While it’d be great to be fluent in as many languages as possible, the reality is we either don’t make the time to do so or might not even have the luxury of learning much at all if an impromptu trip comes up. Whether you’re still learning or in a hurry, compiling your own phrasebook will be more beneficial than trying to flip through a larger one you can pick up in the bookstore or download to your smartphone.

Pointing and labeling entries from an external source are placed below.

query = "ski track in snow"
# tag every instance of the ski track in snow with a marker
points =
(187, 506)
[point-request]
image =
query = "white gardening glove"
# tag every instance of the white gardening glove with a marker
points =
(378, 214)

Not only will it be a customized cheat-sheet, writing or typing it out will help it stick in your memory better.

Greetings and Politeness:

  • Hello
  • Goodbye
  • Excuse Me
  • Please
  • Thank You
  • Ma’am
  • Sir

It’s worth looking up if there are formal and informal versions of any of the above–you don’t want to go acting too chummy with the wrong person and cause an international incident! Same goes for the male/female versions in some languages.

Food and Shelter:

  • Hotel
  • House
  • Restaurant
  • Bathroom
  • Breakfast/Lunch/Dinner
  • Sandwich
  • Soup
  • Eggs
  • Beer
  • Wine
  • Soda
  • Dessert

Obviously specific names of places and dishes will be part of your itinerary and you’ll have those close at hand, but if you find yourself stuck those words should at least get you through a rough patch.

Good to Know:

  • Police
  • Hospital
  • Fire
  • Help
  • Doctor/Nurse
  • Pharmacy
  • Medicine
  • Currency

While not strictly a language issue, it also wouldn’t hurt to take note of the current exchange rate between your home currency and your destination. Keeping that in mind (or maybe having an app handy) could prevent you making a costly mistake at the market. Tipping practices and other customs–while, again, not specifically language-related–are good things to scout out before you go.

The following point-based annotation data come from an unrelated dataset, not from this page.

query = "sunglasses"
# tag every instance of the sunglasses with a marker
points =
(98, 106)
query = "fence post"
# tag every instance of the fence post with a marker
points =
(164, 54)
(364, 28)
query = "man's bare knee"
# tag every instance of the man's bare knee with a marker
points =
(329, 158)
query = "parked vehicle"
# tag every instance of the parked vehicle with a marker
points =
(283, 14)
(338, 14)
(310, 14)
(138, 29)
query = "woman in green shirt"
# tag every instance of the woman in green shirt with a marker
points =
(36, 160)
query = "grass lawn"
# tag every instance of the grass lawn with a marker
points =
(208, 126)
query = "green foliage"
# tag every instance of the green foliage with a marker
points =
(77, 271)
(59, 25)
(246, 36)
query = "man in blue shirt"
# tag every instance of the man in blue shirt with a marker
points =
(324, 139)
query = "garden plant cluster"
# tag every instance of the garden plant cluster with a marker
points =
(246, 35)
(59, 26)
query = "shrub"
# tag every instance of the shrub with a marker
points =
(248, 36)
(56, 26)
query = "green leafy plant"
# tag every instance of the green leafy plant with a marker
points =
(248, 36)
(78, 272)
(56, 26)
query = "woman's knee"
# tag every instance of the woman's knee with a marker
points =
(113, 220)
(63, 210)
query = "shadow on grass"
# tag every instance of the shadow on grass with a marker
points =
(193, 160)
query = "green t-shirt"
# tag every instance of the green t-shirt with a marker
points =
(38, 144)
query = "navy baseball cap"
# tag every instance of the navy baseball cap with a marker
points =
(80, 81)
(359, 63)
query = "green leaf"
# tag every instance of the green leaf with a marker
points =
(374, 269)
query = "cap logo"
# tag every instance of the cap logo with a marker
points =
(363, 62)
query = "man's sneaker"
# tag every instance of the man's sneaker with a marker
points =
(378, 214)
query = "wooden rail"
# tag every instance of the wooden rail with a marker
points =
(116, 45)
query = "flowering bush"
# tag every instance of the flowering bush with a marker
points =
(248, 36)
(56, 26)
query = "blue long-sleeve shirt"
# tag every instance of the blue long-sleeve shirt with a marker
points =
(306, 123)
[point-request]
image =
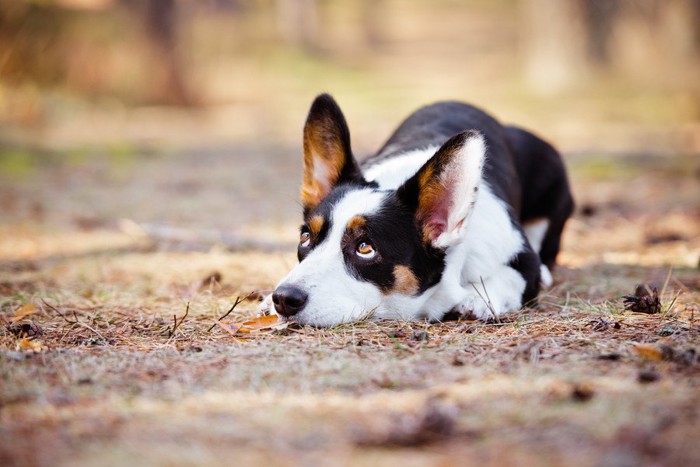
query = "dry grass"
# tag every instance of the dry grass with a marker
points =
(129, 366)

We live in a global world. Travel can’t just be about our own wants and desires, we have to take our destination in mind. In scouting and other outdoorsy groups it’s often said to leave the space how you found it, if not better. By being able to communicate well and observe local customs with grace, you may just leave those you encounter with a better impression of your country than they had before. At the very least, let’s not make it worse, shall we?!

Anything else you can think of that my short lists above don’t cover but need to? And even though this is meant for foreign languages, remember that not all English-speaking countries use the language the same way. Good thing we’ll be moving onto slang shortly!